Jean-Christophe Bott / EPA

Numa altura em que os hospitais já estão a chegar ao seu limite de lotação, uma norma da Direção-Geral da Saúde (DGS) sobre pacientes dos lares ou estruturas de cuidados paliativos ou integrados está a agravar esse congestionamento.

De acordo com o jornal Público, a norma da Direção-Geral da Saúde (DGS) obriga a que os pacientes internados nas enfermarias dedicadas à covid-19 e que vão ser reencaminhados para lares ou estruturas de cuidados paliativos ou integrados não possam ter alta se, ao fim de 10 dias de evolução clínica favorável, o teste continuar a dar positivo.

Os critérios estão errados e são coresponsáveis pelo congestionamento dos hospitais, porque na prática obrigam a que o doente permaneça internado por mais 10 dias, ocupando camas que são necessárias para outros doentes, quando a evidência científica já demonstrou que já não existe qualquer risco de contágio”, criticou o médico José Manuel Silva, ex-bastonário da Ordem dos Médicos e coordenador de uma enfermaria para doentes com covid no Centro Hospitalar e Universitário de Coimbra (CHUC), em declarações ao Público.

“Estes dez dias em que os doentes ficam retidos nos hospitais têm um efeito dramático porque bloqueiam a entrada dos novos doentes que por isso congestionam as urgências ou não conseguem sair das ambulâncias”, insistiu. “Temos no CHUC dezenas de doentes que só estão à espera dos vinte dias para poderem ser transferidos”.

Este problema também é visível no Hospital Curry Cabral, em Lisboa. “Essa norma da DGS impede uma saída mais célere de doentes que já não reúnem critérios de internamento”, disse Fernando Maltez, diretor do serviço de infecciologia daquele hospital, ao Público. A norma ficou desatualizada “a partir do momento em que se constatou que, a partir do oitavo dia, a probabilidade de o doente continuar contagioso é muito baixa”.

Atualizada a 14 de outubro, a norma 004/2020 da DGS define que os doentes internados que vão ser admitidos em lares, unidades de cuidados continuados ou paliativos, bem como aqueles que serão transferidos para áreas não dedicadas a doentes covid, não poderão sair se continuarem a ter um teste positivo ao fim de três dias sem febre e de 10 dias de evolução clínica favorável.

Segundo o intensivista Carlos Meneses de Oliveira, “os testes PCR são altamente sensíveis e detetam os restos do RNA do vírus nas vias aéreas durante muito tempo”, levando a que o resultado seja “um falso positivo”, nalguns casos muito tempo depois da infecção.

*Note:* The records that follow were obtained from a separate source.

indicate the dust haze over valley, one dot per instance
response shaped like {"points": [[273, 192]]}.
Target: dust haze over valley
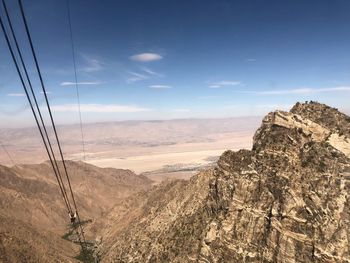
{"points": [[168, 148], [212, 131]]}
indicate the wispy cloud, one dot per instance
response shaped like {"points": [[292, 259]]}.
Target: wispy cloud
{"points": [[145, 57], [180, 110], [223, 83], [250, 59], [151, 72], [136, 77], [160, 87], [92, 64], [99, 108], [69, 83], [145, 74], [303, 90], [16, 94]]}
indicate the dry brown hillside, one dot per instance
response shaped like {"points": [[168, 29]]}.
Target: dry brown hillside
{"points": [[33, 218], [286, 200]]}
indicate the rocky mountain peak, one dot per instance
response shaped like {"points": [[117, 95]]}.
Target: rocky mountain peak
{"points": [[286, 200]]}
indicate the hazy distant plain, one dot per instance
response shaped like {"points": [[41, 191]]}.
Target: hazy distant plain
{"points": [[140, 146]]}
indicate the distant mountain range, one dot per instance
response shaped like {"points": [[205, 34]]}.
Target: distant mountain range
{"points": [[285, 200]]}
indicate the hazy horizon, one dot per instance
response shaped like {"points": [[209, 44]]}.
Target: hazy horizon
{"points": [[137, 62]]}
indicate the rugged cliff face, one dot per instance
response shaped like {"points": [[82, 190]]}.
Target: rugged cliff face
{"points": [[286, 200]]}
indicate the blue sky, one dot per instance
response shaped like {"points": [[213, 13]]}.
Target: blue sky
{"points": [[181, 59]]}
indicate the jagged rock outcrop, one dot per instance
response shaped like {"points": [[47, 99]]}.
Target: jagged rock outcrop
{"points": [[286, 200]]}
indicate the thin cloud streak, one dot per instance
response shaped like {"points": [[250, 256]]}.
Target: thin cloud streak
{"points": [[181, 110], [99, 108], [136, 77], [303, 91], [69, 83], [160, 87], [145, 57], [16, 94], [93, 64], [223, 83]]}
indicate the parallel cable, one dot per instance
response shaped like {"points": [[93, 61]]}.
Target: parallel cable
{"points": [[7, 153], [36, 103], [75, 76], [31, 105], [50, 113]]}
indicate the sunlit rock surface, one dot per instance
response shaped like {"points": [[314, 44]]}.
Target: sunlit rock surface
{"points": [[286, 200]]}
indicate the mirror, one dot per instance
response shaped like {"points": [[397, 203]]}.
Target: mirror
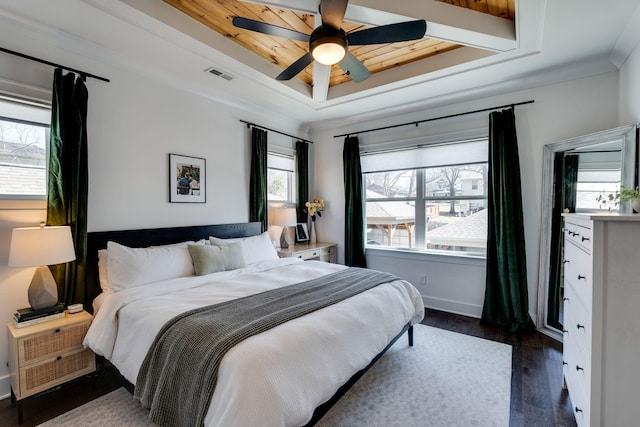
{"points": [[592, 164]]}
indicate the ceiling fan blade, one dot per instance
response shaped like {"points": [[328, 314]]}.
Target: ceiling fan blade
{"points": [[355, 69], [332, 12], [292, 70], [400, 32], [272, 30]]}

O especialista considerou que há doentes “que estão estacionados à espera de uma ordem burocrática” e lembrou que “os hospitais servem para tratar doentes e não para acumular pessoas com testes positivos”.

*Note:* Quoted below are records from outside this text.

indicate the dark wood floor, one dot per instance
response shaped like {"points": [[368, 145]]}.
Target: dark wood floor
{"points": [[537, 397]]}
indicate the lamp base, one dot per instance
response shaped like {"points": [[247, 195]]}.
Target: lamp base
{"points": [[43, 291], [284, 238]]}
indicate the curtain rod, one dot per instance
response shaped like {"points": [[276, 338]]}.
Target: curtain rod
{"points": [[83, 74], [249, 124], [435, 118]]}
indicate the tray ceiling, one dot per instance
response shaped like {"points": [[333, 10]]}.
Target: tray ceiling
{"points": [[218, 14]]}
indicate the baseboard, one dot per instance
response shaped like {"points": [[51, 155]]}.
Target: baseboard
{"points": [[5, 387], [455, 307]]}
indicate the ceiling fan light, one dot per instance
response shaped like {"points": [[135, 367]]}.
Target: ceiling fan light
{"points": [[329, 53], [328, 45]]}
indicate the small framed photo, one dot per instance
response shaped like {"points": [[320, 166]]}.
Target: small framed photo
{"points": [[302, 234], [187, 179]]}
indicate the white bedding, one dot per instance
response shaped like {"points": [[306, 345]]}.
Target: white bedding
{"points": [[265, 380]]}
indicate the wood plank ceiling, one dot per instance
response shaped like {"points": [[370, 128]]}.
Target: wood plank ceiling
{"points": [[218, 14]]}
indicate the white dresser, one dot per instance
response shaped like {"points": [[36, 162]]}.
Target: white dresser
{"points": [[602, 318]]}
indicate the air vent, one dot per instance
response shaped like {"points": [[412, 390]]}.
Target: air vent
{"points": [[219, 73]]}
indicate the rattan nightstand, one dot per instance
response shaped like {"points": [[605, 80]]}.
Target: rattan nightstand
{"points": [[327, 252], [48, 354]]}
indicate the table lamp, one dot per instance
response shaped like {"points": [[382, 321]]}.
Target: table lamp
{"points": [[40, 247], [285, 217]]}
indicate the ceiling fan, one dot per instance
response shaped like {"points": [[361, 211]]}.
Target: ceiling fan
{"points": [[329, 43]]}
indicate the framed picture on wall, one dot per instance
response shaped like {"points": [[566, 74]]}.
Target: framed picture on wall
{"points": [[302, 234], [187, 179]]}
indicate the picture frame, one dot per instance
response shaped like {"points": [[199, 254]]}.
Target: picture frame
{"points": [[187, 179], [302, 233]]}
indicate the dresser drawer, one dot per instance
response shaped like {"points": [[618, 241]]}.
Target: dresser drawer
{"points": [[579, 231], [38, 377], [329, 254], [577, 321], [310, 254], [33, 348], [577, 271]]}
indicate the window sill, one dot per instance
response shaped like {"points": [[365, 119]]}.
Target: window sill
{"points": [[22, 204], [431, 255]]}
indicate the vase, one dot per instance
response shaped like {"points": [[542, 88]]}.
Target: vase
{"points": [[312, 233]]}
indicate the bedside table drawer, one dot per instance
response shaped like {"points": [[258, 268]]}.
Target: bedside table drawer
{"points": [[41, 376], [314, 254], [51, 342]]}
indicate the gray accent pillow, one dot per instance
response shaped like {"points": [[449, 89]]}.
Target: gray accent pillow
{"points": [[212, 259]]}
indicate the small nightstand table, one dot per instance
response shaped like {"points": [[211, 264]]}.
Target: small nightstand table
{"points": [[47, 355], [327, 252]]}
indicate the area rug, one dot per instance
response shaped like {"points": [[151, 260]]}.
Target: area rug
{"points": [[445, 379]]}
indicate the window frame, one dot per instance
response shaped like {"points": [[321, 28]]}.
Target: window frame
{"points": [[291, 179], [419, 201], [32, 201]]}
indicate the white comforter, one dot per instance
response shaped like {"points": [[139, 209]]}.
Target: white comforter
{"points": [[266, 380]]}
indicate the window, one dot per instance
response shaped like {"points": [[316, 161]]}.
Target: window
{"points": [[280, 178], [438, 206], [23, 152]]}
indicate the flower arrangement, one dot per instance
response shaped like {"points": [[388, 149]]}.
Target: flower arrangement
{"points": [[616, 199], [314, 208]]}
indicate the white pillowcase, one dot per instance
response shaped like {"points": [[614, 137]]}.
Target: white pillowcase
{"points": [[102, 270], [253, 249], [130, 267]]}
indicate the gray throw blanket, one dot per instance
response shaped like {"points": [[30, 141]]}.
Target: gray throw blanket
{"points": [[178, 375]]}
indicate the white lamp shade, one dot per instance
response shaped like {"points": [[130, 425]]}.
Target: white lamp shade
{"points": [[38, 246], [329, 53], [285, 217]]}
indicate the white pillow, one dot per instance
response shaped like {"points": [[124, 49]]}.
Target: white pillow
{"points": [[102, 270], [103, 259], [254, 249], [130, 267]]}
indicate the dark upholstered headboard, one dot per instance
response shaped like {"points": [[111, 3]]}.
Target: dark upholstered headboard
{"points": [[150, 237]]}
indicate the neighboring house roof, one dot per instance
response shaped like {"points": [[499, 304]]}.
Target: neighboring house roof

Esta norma define ainda que, decorridos mais 10 dias, os doentes poderão sair do hospital sem necessidade de submissão a novo teste. Porém, segundo o responsável do Curry Cabral, “há lares, que, mesmo decorridos os 20 dias, e, apesar de isso não estar contemplado na norma, continuam a exigir um novo teste, sem o qual não aceitam receber a pessoa”.

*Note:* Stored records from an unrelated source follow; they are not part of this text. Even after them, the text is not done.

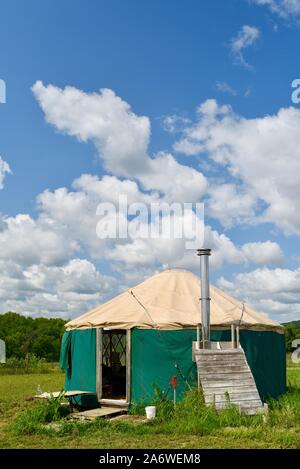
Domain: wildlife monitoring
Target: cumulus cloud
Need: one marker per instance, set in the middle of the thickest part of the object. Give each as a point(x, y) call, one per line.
point(4, 169)
point(245, 38)
point(121, 138)
point(275, 291)
point(41, 290)
point(224, 87)
point(49, 264)
point(261, 157)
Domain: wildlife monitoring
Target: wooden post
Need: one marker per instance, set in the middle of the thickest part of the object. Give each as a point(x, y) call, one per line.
point(238, 336)
point(232, 336)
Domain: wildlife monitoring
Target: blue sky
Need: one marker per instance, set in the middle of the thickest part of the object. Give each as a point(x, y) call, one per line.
point(163, 59)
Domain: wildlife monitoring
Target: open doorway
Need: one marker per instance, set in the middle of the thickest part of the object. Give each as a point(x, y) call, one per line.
point(114, 361)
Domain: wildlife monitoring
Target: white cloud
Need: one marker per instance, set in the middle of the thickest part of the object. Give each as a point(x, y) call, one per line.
point(27, 241)
point(41, 290)
point(230, 204)
point(263, 253)
point(224, 87)
point(274, 291)
point(41, 270)
point(261, 157)
point(284, 8)
point(4, 169)
point(120, 136)
point(245, 38)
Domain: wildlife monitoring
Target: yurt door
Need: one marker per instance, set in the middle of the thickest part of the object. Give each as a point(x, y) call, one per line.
point(113, 365)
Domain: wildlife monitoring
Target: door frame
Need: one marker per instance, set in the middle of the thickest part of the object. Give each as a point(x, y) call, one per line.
point(99, 349)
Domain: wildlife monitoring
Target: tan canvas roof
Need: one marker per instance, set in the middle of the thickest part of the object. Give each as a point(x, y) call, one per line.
point(170, 300)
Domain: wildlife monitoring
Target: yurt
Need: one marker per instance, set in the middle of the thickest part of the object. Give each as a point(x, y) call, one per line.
point(125, 348)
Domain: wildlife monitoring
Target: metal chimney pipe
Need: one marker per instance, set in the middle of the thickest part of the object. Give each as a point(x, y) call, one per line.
point(205, 295)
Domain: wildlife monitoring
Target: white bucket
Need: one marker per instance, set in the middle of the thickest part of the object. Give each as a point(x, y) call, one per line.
point(150, 412)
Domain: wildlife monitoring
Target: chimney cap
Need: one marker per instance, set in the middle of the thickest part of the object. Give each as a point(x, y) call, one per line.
point(203, 252)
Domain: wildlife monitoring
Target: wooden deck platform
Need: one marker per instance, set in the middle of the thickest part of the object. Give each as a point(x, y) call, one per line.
point(225, 377)
point(92, 414)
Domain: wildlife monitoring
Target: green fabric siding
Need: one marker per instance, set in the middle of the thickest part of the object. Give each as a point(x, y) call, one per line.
point(155, 353)
point(78, 359)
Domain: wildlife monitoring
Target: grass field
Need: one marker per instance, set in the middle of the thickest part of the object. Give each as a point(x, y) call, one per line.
point(190, 429)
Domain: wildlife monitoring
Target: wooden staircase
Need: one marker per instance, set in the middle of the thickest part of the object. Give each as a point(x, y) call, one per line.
point(225, 377)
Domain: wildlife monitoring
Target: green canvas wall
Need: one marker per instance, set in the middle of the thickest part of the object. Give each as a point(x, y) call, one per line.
point(154, 355)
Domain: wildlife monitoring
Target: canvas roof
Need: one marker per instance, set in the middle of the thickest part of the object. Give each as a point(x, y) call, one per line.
point(170, 300)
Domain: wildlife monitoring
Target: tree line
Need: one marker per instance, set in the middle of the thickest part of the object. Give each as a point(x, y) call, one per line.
point(42, 336)
point(25, 335)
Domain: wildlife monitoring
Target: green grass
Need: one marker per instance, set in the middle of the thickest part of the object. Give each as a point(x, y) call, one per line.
point(192, 425)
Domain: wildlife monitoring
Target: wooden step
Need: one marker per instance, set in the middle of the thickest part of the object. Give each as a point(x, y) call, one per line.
point(225, 377)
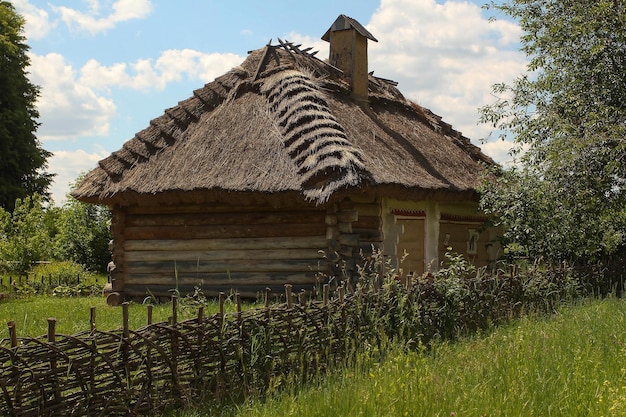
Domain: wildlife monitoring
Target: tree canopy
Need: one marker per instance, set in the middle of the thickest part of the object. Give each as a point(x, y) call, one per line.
point(22, 159)
point(566, 199)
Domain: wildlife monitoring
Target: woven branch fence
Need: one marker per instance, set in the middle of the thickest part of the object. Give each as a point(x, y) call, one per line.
point(162, 365)
point(241, 354)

Em declarações ao Público, a DGS esclareceu que a obrigatoriedade de um teste negativo ao fim do décimo dia de evolução clínica favorável a este universo restrito de doentes “está em linha com a posição do ECDC [Centro Europeu de Controlo de Doenças] que recomenda uma cautela particular em locais de elevado risco de contágio e com pessoas com elevada vulnerabilidade para a covid-19, como é o caso das estruturas residenciais para idosos”.

Por outro lado, consideradas “as novas evidências científicas e a experiência adquirida até à data”, a DGS adianta que a norma está a ser atualizada.